The problem with Rama II is one that pervades a certain era of sci-fi.  Clarke's other noted series, 2001 and its sequels suffered the same fate as well as Asimov's Foundation series, among others.  These series all began as brilliant one-off novels that foundered and lost their way.  Rama II was unnecessary and I cannot imagine that the remaining sequels get any better.  In fairness, Rama II has the potential to be a good stand-alone.  The character development is good and there is the making of a good thriller plot within the novel.  However, as a sequel to Rendezvous with Rama, it breaks too sharply from the thematics that made the original striking.

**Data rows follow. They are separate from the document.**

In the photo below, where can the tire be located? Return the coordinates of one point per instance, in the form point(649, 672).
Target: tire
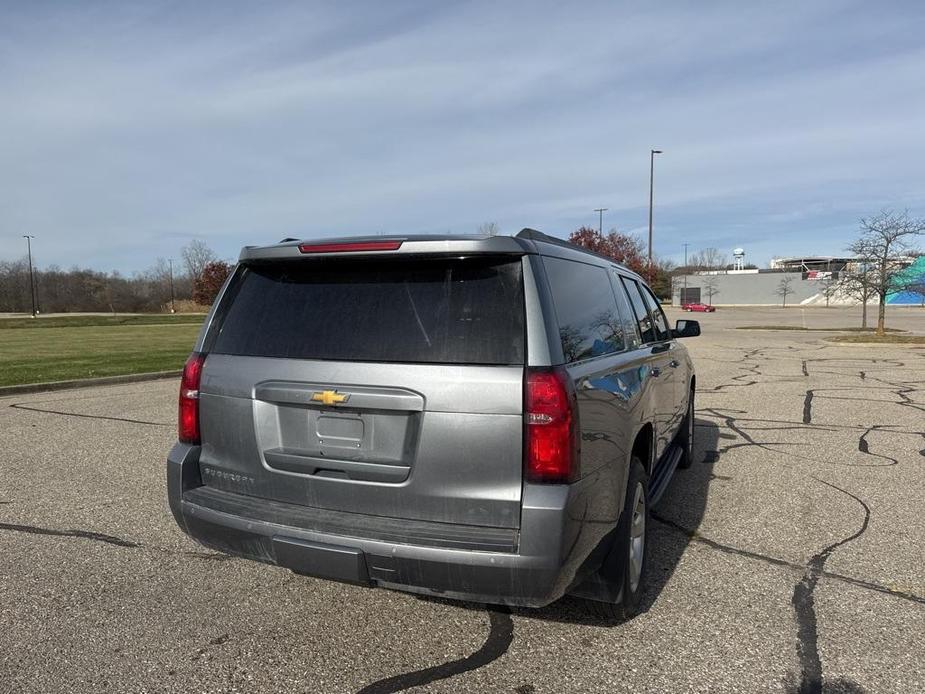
point(627, 559)
point(686, 436)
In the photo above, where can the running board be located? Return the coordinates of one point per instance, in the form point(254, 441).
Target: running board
point(664, 470)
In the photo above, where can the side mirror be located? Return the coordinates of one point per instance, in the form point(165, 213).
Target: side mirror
point(687, 328)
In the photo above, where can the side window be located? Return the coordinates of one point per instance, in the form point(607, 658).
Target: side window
point(646, 328)
point(630, 326)
point(589, 322)
point(661, 323)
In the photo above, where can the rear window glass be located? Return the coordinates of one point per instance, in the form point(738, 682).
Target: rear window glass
point(589, 322)
point(453, 311)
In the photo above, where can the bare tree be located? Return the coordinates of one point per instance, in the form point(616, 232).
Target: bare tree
point(885, 242)
point(829, 289)
point(783, 288)
point(711, 284)
point(196, 255)
point(858, 284)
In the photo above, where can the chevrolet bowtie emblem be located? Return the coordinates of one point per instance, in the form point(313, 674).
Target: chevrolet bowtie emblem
point(329, 397)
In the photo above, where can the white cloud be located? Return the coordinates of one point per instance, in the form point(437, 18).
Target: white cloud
point(131, 129)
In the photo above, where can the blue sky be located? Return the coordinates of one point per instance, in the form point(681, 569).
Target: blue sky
point(128, 129)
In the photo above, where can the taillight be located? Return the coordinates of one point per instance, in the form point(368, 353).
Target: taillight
point(354, 247)
point(551, 440)
point(188, 417)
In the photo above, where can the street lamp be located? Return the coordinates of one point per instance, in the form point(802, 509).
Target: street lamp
point(173, 307)
point(600, 221)
point(31, 274)
point(652, 153)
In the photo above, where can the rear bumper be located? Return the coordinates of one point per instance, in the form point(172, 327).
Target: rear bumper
point(530, 567)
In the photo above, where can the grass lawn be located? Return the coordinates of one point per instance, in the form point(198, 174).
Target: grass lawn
point(58, 349)
point(821, 330)
point(874, 339)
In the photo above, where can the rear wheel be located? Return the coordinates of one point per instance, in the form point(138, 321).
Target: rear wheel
point(686, 436)
point(627, 559)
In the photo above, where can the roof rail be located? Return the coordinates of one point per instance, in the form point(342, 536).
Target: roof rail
point(534, 235)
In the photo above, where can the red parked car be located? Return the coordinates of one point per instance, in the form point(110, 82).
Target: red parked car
point(703, 308)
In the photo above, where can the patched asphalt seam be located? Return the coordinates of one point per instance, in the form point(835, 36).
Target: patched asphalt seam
point(694, 536)
point(808, 408)
point(811, 677)
point(19, 406)
point(500, 637)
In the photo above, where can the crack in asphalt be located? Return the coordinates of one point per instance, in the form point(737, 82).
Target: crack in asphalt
point(811, 678)
point(500, 637)
point(864, 447)
point(20, 406)
point(808, 407)
point(695, 536)
point(84, 534)
point(108, 539)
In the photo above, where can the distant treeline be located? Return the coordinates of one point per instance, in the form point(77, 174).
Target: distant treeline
point(82, 290)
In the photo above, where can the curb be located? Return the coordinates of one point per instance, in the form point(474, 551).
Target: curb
point(86, 383)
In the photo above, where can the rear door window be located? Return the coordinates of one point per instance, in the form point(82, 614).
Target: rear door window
point(589, 321)
point(643, 319)
point(451, 311)
point(661, 323)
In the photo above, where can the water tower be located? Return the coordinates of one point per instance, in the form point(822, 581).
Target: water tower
point(738, 255)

I read the first novel long after I had begun reading hard sci-fi such as that written by Kim Stanley Robinson, but is easy to see the influence that Rendezvous had on Robinson's work.  That novel is deeply invested in the logistics of interstellar travel and the difficulties humans would face when trying to interact with a true alien culture/technology.  There is some character drama in the book, but it is largely in service to this main theme.  Rama II loses that focus.